This is a forked gensim version, which edits the default doc2vec model to support pretrained word2vec during training doc2vec. It forked from gensim 3.8.
The default doc2vec model in gensim does't support pretrained word2vec model. But according to Jey Han Lau and Timothy Baldwin's paper, An Empirical Evaluation of doc2vec with Practical Insights into Document Embedding Generation(2016), using pretrained word2vec model usually gets better results in NLP tasks.

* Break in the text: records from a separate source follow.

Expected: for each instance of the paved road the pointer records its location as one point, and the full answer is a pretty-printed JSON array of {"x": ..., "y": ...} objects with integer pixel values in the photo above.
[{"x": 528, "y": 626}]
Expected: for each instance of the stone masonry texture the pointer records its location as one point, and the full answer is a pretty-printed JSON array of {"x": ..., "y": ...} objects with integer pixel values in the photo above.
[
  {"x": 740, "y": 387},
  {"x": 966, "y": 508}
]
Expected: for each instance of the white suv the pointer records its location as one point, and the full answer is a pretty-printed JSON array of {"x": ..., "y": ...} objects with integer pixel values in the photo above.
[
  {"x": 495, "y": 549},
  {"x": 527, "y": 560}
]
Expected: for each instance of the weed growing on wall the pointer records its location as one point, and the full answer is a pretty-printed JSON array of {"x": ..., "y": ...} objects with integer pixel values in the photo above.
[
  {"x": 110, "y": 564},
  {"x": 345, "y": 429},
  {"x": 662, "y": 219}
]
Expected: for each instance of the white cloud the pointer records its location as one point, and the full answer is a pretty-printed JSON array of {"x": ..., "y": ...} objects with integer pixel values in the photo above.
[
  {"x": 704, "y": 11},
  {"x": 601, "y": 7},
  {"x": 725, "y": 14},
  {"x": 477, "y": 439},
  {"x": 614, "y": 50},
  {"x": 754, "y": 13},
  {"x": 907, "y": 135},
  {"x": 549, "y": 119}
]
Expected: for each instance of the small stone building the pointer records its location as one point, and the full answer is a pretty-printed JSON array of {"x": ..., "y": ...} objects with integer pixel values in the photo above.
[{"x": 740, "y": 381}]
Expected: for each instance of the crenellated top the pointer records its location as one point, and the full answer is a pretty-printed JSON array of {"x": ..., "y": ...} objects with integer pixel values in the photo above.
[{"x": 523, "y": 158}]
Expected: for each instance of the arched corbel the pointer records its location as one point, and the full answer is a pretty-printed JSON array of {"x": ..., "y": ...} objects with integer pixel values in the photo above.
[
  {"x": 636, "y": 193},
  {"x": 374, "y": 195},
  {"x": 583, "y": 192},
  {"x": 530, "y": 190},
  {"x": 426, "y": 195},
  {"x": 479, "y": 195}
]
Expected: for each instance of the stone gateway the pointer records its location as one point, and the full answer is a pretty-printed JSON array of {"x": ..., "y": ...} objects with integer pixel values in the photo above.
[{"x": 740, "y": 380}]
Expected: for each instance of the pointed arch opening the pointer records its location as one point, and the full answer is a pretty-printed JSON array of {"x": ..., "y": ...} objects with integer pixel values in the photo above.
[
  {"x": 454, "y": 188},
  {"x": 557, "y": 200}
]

The author also released a forked gensim verstion to perform pretrained embeddings, but it is from a very old gensim version, which can't be used in gensim 3.8(the latest gensim version when I release this fork).
- 1.Support pretrained word2vec when train doc2vec.
- 2.Support Python 3.
- 3.Support gensim 3.8.
- 4.The pretrainned word2vec model should be C text format.
- 5.The dimension of the pretrained word2vec and the to be trained doc2vec should be the same.
- Clone gensim to your machine
git clone https://github.com/maohbao/gensim.git
- install gensim
python setup.py install
pretrained_emb = "word2vec_pretrained.txt" # This is a pretrained word2vec model of C text format
model = gensim.models.doc2vec.Doc2Vec(
corpus_train, # This is the documents corpus to be trained which should meet gensim's format
vector_size=300,
min_count=1, epochs=20,
dm=0,
pretrained_emb=pretrained_emb)